Queria, ao lado da mesa, uma janela no segundo andar, com vista para as araucárias. E queria ver de lá de cima, que lá embaixo as pessoas parecem quase todas felizes, exceto o moço que luta pra conseguir uns trocados e tem seu pedido, a cada segundo, negado. E queria apreciar as luzes que cercam a madeira, como eu fazia com todas as novidades quando tinha cinco ou seis anos; engraçado como elas me trazem a sensação de que o Natal pode chegar a qualquer momento...
E pediria Coca-Cola, que vinho pra mim não combina com comida. E depois um chocolate pra matar a vontade de doce depois do salgado, daqueles macios por dentro que a gente gosta de derreter na boca antes de mastigar.
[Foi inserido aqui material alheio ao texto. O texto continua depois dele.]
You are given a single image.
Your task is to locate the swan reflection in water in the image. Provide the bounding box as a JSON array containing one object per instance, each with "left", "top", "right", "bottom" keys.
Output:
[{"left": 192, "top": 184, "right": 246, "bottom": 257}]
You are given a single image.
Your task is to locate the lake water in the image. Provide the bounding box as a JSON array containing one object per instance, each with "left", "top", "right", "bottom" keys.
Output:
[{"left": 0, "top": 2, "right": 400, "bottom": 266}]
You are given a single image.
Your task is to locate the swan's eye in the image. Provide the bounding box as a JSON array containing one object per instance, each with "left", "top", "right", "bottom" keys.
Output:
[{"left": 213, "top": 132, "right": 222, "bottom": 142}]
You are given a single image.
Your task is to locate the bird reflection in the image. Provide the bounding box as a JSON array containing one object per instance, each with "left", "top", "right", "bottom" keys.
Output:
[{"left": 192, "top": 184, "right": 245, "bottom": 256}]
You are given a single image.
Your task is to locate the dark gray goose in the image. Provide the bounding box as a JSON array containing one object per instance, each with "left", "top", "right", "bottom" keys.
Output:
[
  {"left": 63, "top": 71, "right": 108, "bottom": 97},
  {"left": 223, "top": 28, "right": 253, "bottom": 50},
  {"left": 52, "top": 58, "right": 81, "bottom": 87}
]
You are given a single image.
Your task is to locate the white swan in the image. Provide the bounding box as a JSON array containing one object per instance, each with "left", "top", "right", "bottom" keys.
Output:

Eu poderia, mas não quero cozinhar. Queria mesmo o Baden Baden, me teletransportar. Queria essa sequência de delícias, caminhada entre folhas secas, pés gelados e cama quente. Queria que Campos fosse cidade vizinha pra jantar por lá ainda esta noite. Acho que vou comer outro pedaço de queijo pra ver se passa.
Mas não, eu sei que não vai passar. Vontade sinto mesmo da tua mão em minha perna enquanto a outra sentia os mesmos sabores que eu, da necessidade da presença estando ainda lado a lado, de ouvir The Police deitada em seu peito, de perceber que esperava por esses momentos desde o dia em que nasci. Saudades deu agora da noite em que senti um mundo completo, embora completos tenham sido todos os meus dias desde que te conheci.